Abgesehen davon könne der für die Jahre 1983 bis 1985
aufrechterhaltene Antrag auf Aussetzung der Vollziehung aber
auch in der Sache keinen Erfolg haben, weil die geltend
gemachte Festsetzungsverjährung nicht gegeben sei. Das FA sei
gemäß § 35b des Gewerbesteuergesetzes (GewStG) änderungsbefugt
gewesen. Nach dessen Abs.3 gelte § 171 Abs.10 AO 1977
sinngemäß. Daß das FA die Änderungen auf § 173 Abs.1 AO 1977
gestützt habe, stehe dem nicht entgegen, weil die insoweit
unzutreffende Rechtsgrundlage durch die zutreffende
ausgetauscht werden dürfe.
Hiergegen richtet sich die --vom FG nachträglich wegen
grundsätzlicher Bedeutung zugelassene-- Beschwerde der
Antragstellerin. Sie rügt Verletzung von § 40 Abs.3 FGO und
von § 169 Abs.2 Nr.2 AO 1977.
Sie beantragt, den FG-Beschluß aufzuheben, die Vollziehung der
Gewerbesteuer-Meßbescheide 1983 bis 1985 auszusetzen und die
Kosten des Verfahrens gemäß §§ 138, 137 FGO dem FA
aufzuerlegen.
Das FA beantragt, die Beschwerde zurückzuweisen.
Entscheidungsgründe
II. Die --vom FG verfahrensfehlerfrei nachträglich
(Beschluß des Bundesfinanzhofs --BFH-- vom 10. Oktober 1991
XI B 18/90, BFHE 165, 565, BStBl II 1992, 301) gemäß § 115
Abs.2 Nr.2 FGO zugelassene-- Beschwerde ist unbegründet.
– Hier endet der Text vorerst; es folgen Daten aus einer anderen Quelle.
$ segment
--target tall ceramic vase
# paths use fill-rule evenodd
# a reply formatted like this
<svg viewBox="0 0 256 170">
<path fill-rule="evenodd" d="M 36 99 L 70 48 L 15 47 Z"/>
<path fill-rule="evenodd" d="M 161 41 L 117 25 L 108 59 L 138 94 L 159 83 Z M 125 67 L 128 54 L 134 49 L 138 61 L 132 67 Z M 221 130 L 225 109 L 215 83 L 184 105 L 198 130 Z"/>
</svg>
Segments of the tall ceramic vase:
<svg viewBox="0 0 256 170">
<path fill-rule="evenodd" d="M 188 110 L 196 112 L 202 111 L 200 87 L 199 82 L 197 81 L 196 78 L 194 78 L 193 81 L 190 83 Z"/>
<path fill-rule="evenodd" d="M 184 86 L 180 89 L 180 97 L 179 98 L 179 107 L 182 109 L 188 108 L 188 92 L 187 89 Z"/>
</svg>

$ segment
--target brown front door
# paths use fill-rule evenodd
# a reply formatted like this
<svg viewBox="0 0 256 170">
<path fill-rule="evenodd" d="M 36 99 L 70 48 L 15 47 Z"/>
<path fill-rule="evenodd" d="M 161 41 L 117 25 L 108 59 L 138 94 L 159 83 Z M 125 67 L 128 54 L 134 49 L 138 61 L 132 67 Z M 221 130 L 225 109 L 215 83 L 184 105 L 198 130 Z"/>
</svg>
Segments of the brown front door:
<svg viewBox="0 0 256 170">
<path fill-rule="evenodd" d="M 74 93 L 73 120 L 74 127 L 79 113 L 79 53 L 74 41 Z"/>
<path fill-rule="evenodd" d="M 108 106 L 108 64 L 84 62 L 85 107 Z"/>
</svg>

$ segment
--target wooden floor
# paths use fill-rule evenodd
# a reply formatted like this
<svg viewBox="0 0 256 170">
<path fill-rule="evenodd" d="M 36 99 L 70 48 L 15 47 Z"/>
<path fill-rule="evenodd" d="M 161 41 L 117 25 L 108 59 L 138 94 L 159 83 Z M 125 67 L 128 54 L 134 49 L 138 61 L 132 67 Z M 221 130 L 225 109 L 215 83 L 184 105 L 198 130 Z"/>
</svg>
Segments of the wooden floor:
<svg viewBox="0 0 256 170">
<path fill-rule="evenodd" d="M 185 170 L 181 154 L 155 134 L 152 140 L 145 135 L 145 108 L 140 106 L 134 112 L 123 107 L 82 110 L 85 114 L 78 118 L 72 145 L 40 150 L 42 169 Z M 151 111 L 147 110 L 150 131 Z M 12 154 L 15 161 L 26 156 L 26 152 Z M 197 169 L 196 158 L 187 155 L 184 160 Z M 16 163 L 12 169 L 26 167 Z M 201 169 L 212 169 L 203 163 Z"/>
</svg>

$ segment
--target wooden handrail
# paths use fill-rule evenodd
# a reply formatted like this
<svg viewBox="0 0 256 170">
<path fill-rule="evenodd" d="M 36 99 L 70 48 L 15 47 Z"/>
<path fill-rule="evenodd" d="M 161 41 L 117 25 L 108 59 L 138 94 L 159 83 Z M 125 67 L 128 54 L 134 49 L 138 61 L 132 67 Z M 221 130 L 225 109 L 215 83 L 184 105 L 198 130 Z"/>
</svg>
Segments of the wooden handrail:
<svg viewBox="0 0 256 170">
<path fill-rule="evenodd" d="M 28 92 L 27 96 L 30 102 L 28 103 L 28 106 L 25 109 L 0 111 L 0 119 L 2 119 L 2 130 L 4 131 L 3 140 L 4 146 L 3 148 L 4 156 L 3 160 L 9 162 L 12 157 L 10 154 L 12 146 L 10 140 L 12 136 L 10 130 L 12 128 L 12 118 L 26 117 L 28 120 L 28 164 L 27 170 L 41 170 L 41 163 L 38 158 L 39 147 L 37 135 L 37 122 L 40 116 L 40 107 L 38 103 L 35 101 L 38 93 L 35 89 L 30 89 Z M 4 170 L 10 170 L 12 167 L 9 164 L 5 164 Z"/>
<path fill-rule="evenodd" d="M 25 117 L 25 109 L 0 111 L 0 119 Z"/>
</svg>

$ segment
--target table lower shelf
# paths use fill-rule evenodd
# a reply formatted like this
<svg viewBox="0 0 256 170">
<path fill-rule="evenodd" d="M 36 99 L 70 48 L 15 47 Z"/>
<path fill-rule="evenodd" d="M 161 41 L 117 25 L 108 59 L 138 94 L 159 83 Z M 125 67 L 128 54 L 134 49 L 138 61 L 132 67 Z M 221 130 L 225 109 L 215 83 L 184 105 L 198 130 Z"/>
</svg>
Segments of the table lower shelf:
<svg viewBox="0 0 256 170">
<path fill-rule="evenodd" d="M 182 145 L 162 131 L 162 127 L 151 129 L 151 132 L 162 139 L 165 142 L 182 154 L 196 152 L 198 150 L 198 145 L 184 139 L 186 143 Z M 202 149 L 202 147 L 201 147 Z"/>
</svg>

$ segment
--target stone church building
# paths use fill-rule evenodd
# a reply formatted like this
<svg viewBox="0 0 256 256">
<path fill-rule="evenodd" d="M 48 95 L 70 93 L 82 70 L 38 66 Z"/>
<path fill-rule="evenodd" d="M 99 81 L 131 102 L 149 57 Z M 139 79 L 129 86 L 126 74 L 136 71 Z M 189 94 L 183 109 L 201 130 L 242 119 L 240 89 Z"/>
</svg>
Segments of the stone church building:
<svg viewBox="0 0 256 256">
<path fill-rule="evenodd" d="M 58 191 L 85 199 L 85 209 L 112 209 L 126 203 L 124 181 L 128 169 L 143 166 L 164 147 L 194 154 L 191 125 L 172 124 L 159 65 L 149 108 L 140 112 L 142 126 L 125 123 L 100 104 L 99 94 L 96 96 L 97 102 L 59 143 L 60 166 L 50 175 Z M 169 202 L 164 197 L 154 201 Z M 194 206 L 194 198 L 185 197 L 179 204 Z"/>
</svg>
Nach § 69 Abs.3 Satz 1 FGO kann das Gericht der Hauptsache die
Vollziehung eines angefochtenen Verwaltungsaktes ganz oder
teilweise aussetzen. Die Aussetzung soll --u.a. und soweit
hier einschlägig-- erfolgen, wenn ernstliche Zweifel an der
Rechtmäßigkeit des Verwaltungsaktes bestehen (§ 69 Abs.3
Satz 1 i.V.m. Abs.2 Satz 2 FGO).
1. Die im Streitfall von den Beteiligten aufgeworfenen Fragen
danach, ob die Antragstellerin überhaupt befugt ist, einen
Antrag auf Aussetzung der Vollziehung der gegen die GmbH
ergangenen Gewerbesteuer-Meßbescheide zu stellen (vgl. § 40
Abs.3 FGO), und ob hinsichtlich der Streitjahre 1983 bis 1985
Festsetzungsverjährung eingetreten ist und damit ernstliche
Zweifel an der Rechtmäßigkeit dieser Bescheide vorliegen,
brauchen nicht entschieden zu werden. Es fehlt bereits das für
den Antrag erforderliche allgemeine Rechtsschutzinteresse.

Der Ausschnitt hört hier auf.